Since the Restoration of the Scottish Hierarchy in 1878, devotion to Our Blessed Lady in Aberdeen, throughout the diocese, and further afield, has focused on copies of this ancient statue including the statue (above) which stands in the Chapel of Our Lady at Saint Mary's Cathedral Aberdeen.  Why won't the Belgians give us back the original statue?

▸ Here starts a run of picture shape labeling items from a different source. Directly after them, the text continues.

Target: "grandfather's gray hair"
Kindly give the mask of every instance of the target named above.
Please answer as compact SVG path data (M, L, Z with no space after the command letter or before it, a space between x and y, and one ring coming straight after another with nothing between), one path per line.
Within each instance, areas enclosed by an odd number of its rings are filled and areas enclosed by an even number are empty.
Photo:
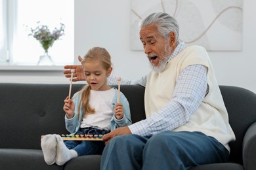
M169 33L173 31L176 35L176 43L179 44L179 24L175 18L164 12L153 13L140 22L140 27L152 24L158 27L159 33L165 40L168 39Z

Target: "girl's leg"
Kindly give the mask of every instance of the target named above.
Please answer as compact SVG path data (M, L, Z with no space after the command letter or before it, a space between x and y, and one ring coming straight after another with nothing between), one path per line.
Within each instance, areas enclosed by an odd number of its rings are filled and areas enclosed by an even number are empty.
M55 162L58 165L62 165L71 159L77 157L77 153L74 150L70 150L60 135L55 135L55 137L57 141Z
M201 132L165 131L153 135L143 152L142 169L188 169L226 162L228 151Z
M41 139L43 158L48 165L53 165L55 163L56 144L54 135L46 135Z

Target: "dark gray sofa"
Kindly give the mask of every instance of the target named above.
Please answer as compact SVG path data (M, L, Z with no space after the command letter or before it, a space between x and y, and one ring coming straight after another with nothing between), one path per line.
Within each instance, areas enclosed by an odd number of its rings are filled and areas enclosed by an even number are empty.
M83 84L74 84L72 94ZM230 143L228 163L190 169L256 169L256 94L220 86L236 141ZM99 169L100 155L72 159L63 166L47 165L40 146L46 134L66 134L64 99L69 84L0 83L0 169ZM121 85L130 103L133 122L145 118L144 88Z

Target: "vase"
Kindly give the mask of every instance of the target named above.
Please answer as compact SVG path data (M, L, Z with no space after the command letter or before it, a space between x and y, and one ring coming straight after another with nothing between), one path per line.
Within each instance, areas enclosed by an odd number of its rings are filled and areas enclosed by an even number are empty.
M39 60L38 61L37 65L54 65L54 63L53 62L51 56L48 54L47 52L45 52L43 55L41 56Z

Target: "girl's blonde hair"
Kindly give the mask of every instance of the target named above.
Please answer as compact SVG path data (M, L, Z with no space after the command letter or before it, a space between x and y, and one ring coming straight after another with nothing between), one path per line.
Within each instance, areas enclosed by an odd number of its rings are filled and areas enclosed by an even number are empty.
M91 48L87 54L85 55L81 61L82 65L85 63L89 63L94 61L99 61L103 67L108 71L111 67L111 58L108 52L104 48L93 47ZM90 96L90 86L85 85L81 90L81 96L79 103L78 116L80 115L81 105L83 106L83 116L85 114L93 114L95 110L92 108L89 103L89 98Z

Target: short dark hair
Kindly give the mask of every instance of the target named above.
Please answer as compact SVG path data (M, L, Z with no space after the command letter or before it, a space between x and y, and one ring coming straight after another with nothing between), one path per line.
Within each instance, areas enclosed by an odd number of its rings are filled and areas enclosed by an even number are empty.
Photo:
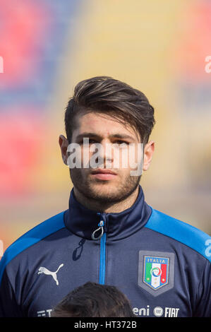
M68 293L52 317L135 317L129 300L114 286L88 282Z
M65 112L65 129L68 143L76 128L76 115L83 112L108 114L129 124L146 143L155 124L154 108L146 96L126 83L109 76L96 76L79 82Z

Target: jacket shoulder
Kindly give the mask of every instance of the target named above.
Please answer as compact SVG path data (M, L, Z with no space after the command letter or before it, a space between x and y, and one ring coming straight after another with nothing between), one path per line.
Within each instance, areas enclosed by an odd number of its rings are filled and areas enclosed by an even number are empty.
M145 225L147 228L186 244L211 262L210 235L186 223L151 208L152 214Z
M34 227L7 248L0 261L0 283L5 268L12 259L44 237L65 227L64 213L65 211L60 212Z

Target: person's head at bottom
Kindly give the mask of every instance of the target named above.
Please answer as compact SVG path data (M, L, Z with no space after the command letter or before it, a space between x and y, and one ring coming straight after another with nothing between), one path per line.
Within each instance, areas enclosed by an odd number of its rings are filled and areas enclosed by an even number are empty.
M128 298L114 286L86 283L53 309L52 317L134 317Z

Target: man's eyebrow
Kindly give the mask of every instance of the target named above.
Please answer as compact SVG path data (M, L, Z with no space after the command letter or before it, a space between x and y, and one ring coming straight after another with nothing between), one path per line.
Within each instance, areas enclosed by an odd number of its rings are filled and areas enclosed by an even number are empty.
M99 138L102 138L102 136L96 133L85 132L85 133L82 133L76 136L76 139L80 139L80 138L83 138L85 137L97 137ZM127 135L126 134L114 134L109 135L109 138L121 138L121 139L128 138L128 139L134 140L134 137L131 136L130 135Z

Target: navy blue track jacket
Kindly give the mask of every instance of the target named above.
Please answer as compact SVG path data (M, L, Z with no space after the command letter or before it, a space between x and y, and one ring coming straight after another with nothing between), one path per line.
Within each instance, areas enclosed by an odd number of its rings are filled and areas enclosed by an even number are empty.
M5 251L0 316L49 316L92 281L116 286L137 316L211 316L210 259L210 237L153 209L140 186L134 204L118 213L85 208L72 189L68 209Z

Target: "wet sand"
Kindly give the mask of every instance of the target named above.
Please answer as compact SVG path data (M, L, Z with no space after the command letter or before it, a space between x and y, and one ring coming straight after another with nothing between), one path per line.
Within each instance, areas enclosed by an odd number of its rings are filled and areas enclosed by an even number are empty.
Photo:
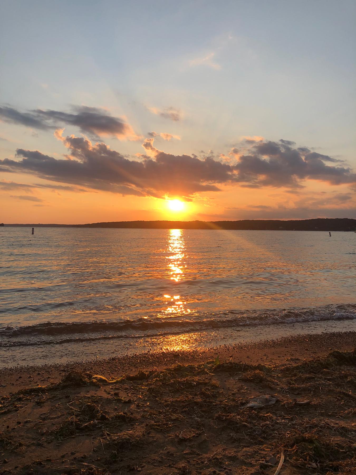
M5 369L0 474L272 474L283 453L281 474L355 474L355 346L350 332Z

Here is the old version of the Hymn to Our Lady:

Our Lady of Good Succour,
In the city by the sea,
Where the Don flows down the valley
To greet the silver Dee,
The ashes of faith still smoulder
Where the fire of the faith has been:
Bring the old faith back to Scotland
Our Lady of Aberdeen.

Our Lady of Good Succour,
In the country saints have trod,
While martyrs and brave confessors
Who gave their lives for God,
O hear the prayer of Columba,
Of Margaret, Saint and Queen:
Bring the old faith back to Scotland
Our Lady of Aberdeen.

Our Lady of Good Succour,
The love of God grows cold
In a country that has forgotten
The saving truths of old;
But a brighter dawn is breaking
And a fairer hope is seen:
Bring the old faith back to Scotland
Our Lady of Aberdeen.

Our Lady of Good succour,
In the happy days of old
Men deck'd thy gracious image
With silver and with gold;
Though darker days succeeded
Thou still art Scotland's Queen,
Come back, come back to Scotland,
Our Lady of Aberdeen.

As I said this is the old version.  Some years ago I sadly recall the then Bishop of Aberdeen, Bishop Conti, (currently Archbishop of Glasgow) commissioned new wording to make it more "ecumenical" so as not to upset the Protestants.  Phrases such as 'the old faith' were removed and replaced with PC wording.

Reflecting on this version I marvel that, whilst written approximately one hundred years ago by Mother Francis Forbes R.S.C.J., its currency remains as true today as when penned by this devout Scottish religious.

My local chapel may not have honoured Our Lady but I was very pleased to find at the FSSP chapel in Edinburgh today that this was chosen as the recessional hymn.  Also that wonderful community The Sons of The Most Holy Redeemer wrote a fine article on their blog.  Strange the only two places I visited which honoured this Feast day were Traditional communities!